Faced with loss of their crops, urban gardeners who raise food under power lines in Arleta agreed under protest Tuesday to accept terms imposed by the Department of Water and Power.
The pact allows members of the Arleta Community Garden Club, many of them senior citizens or low-income residents, to farm a 5.5-acre community garden they have nurtured for 17 years.
"We're right in the middle of the growing season. Members aren't willing to walk away from it," said Craig Wickham, the club's vice president. "With this ultimatum, they gave us no choice but to sign."
The DWP had told club members to sign the agreement by Tuesday or vacate the property under power lines along Canterbury Avenue by Aug. 6.
Under the agreement, the club is to provide liability insurance for gardeners, pay for water for crops, clear weeds from under the power towers, maintain an access road and provide the DWP with names and addresses of club members.
About 65 protesters, mainly senior citizens who rely on the garden to supplement their diet, protested for 3 1/2 hours last week in front of a DWP facility.
"It's never been our intent or desire to remove the Arleta garden club from this site," said Dan Duffy, the DWP's superintendent of transmission rights of way. "We feel the agreement that has been reached is a successful one."
Polled by telephone over the weekend, 42 of the club's 72 members voted for the agreement and one voted against it, said Henry Fowzer, the club's treasurer. The others could not be reached.
Despite the deal, gardeners remained unhappy about a clause requiring the club to maintain the access road in the garden and to clear weeds within a 50-foot radius of the bases of the transmission towers.

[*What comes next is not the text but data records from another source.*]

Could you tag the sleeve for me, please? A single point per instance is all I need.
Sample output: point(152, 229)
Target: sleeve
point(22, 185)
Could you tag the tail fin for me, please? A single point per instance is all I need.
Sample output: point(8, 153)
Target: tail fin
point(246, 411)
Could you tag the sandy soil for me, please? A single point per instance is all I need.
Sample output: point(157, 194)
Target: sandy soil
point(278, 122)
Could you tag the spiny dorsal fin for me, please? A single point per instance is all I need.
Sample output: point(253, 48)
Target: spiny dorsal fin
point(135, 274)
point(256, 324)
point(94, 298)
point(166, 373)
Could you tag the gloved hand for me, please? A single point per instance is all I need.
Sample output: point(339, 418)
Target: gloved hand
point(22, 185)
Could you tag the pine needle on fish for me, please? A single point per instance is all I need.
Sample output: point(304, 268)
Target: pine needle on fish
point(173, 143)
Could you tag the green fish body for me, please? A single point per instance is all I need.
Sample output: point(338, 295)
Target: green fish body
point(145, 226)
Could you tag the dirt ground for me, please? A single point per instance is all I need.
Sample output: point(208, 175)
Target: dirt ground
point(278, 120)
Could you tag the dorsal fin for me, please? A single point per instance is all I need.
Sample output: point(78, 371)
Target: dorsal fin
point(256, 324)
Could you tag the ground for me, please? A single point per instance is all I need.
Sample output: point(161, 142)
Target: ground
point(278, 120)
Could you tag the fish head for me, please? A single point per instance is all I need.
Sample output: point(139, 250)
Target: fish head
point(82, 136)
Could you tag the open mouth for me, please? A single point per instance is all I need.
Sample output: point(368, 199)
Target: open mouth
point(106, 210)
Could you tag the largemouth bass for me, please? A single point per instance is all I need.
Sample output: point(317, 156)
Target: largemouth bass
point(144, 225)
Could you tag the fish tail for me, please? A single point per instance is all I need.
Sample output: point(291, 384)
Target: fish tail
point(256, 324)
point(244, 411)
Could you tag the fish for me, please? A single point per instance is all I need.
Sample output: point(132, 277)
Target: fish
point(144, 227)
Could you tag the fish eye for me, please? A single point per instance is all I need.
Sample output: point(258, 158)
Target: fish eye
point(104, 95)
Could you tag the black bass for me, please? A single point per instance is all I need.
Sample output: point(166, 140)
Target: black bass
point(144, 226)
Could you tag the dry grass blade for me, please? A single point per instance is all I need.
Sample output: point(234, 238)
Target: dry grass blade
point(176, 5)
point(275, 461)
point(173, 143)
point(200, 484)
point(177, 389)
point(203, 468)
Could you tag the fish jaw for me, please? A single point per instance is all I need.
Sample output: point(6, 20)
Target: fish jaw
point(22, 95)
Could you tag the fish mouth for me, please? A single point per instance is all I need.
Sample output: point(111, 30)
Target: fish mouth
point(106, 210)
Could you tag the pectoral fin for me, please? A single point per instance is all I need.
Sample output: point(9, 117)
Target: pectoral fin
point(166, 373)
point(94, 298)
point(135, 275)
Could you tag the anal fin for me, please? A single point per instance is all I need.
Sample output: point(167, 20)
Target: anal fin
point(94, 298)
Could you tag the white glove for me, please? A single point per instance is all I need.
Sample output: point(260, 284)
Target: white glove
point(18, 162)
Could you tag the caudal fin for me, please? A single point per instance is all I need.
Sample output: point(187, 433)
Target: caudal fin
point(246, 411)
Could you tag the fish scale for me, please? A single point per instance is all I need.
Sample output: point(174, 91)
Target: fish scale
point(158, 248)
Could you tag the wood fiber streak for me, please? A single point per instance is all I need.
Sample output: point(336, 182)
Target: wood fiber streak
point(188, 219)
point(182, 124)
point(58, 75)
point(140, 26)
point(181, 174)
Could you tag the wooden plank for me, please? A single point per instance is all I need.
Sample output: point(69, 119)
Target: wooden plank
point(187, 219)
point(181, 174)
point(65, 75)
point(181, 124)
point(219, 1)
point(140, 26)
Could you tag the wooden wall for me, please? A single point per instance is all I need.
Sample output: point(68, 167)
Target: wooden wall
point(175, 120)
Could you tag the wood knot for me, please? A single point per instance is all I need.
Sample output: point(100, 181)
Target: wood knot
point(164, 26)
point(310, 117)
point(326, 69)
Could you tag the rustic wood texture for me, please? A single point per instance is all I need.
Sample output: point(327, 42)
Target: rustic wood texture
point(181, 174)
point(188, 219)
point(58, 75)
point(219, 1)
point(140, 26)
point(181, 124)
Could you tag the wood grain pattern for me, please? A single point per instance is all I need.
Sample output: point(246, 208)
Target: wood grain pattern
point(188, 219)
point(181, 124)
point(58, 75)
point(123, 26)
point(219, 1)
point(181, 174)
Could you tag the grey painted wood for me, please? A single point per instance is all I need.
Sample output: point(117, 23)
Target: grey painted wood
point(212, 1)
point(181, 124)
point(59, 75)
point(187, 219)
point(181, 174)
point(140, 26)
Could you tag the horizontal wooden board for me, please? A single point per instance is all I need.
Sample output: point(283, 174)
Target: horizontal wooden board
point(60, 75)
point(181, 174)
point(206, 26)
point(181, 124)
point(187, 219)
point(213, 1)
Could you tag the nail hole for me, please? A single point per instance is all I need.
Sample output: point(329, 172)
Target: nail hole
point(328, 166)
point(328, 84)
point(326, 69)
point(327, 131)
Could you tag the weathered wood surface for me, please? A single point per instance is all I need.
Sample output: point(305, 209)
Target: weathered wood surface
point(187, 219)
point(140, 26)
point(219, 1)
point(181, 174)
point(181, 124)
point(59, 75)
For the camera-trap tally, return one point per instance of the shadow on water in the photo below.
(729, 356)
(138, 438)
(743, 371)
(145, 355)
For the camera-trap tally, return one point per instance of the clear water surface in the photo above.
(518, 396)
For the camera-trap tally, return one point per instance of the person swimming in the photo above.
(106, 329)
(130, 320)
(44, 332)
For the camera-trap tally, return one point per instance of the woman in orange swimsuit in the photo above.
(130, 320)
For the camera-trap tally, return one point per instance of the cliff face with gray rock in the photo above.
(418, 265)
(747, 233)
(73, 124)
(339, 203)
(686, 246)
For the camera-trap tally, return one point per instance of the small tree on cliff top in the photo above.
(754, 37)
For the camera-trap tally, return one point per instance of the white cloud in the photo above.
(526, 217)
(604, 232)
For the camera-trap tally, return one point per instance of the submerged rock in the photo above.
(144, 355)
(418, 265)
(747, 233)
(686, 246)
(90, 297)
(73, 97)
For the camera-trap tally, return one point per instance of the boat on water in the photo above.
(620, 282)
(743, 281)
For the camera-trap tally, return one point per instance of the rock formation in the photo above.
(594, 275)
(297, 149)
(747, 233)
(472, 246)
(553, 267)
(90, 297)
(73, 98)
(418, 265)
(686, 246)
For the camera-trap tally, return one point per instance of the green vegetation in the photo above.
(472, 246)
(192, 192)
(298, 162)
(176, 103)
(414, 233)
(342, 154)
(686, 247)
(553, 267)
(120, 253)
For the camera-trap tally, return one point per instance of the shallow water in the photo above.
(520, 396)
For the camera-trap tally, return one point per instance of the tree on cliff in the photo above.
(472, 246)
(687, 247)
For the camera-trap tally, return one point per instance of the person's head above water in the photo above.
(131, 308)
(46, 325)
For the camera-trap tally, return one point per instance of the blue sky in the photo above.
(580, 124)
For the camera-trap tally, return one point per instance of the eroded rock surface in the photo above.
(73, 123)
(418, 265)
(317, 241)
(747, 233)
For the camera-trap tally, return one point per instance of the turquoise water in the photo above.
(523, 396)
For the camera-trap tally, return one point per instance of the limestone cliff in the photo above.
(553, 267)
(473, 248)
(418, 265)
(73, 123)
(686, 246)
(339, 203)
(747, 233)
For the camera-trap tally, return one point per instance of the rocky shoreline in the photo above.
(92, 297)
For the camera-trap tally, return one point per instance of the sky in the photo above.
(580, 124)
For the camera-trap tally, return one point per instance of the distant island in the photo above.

"The members were very adamant it be done under protest," Fowzer said. "We believe it's illegal for them to force us to do labor for them."
"Although we will accept this maintenance requirement, we question its legality," David Winseman, the club's garden master, told the DWP board Tuesday.
Constance L. Rice, DWP board president, said the requirements are "consideration for being able to use the land for free."
As for agreeing to pay for water in the garden's northern section, Winseman said: "We do not object to paying for the water that we use. We object to discriminatory treatment." But he said at least two of the five other garden clubs cultivating crops under DWP lines in Los Angeles County are not charged for water.
After the meeting, Winseman said the club probably will double its annual $8 fee for a 14-by-14-foot plot to pay for the additional cost of water.
Despite the club members' protests, DWP representatives insisted that the requirements are the same for all community garden clubs that tend gardens beneath power transmission lines.